Her rocket ship was nothing dramatic.
No NASA engineers hovered around blueprints. No billionaires funded its ascent. No polished laboratories baptized it in sterile light. It was born instead in the silence of an ordinary backyard—a small patch of earth behind a house heavy with cruelty, where imagination became her final act of survival.
She built it herself.
Held together by tape.
Bonded together by hope.
Every afternoon became another piece added to the impossible machine. Every bruise, every insult, every sleepless night hardened into fuel. She dreamed that one day she might break through the silent cries haunting children like her and escape into some untouched horizon beyond the trees, beyond the fences, beyond the birds she once envied for their freedom.
And slowly, she mastered it.
The rocket ship became her dream, and her dream became the rocket ship. The two fused into one living force, carrying her through the ridicule of those who mistook cynicism for wisdom. They mocked her so they could feel taller beneath the small constellations of their own imagination.
But she did not look down.
She touched the stars.
She soared through galaxies where peace was not a miracle but a law of existence.

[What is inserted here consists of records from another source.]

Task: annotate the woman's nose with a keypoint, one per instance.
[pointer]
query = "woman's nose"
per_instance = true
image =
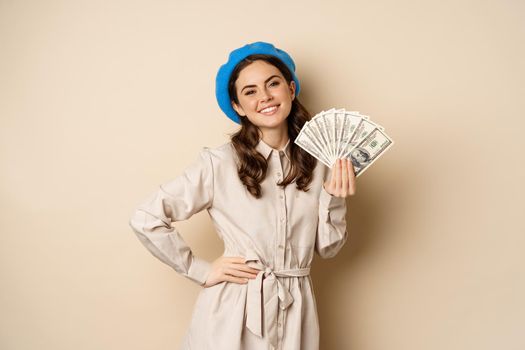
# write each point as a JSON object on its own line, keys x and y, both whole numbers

Worlds where tenderness survived untouched. Worlds beyond the callous thunder of politicians who mocked fantasy because they had long since abandoned wonder themselves.

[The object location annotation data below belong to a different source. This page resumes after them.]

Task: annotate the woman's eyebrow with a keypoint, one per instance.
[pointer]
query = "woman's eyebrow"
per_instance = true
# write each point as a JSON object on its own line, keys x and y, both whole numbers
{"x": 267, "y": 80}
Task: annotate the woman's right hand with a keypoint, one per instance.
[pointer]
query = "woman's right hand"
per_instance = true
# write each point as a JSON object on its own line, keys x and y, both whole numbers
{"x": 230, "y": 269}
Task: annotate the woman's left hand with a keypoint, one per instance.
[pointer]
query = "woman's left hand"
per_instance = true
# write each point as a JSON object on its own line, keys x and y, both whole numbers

Still, they shouted from below.
Still, the atmosphere burned against her ascent. The heat clawed at every shield she built around herself. Doubt circled her like falling debris.
Yet she remained pure in her direction. Unadulterated even by fear.
She spoke of tomorrow the way great dreamers once stood before crowds and spoke of mountains they might never climb, yet still believed humanity was destined to reach. Her voice carried that same impossible conviction—the kind that bends history before history realizes it is moving.
Every morning, coffee cup warming her hands, she imagined herself among the stars.
And one day, she arrived.
She turned only once to wave goodbye to the world beneath her—the smallness, the cruelty, the gravity of it all. Then she continued forward, toward distant planets, unnamed suns, and realms untouched by human limitation.
In the end, she did not merely travel among the heavens.
She became them.
The sunrise.
The moonlight.
The beautiful disappearance between one world and the next.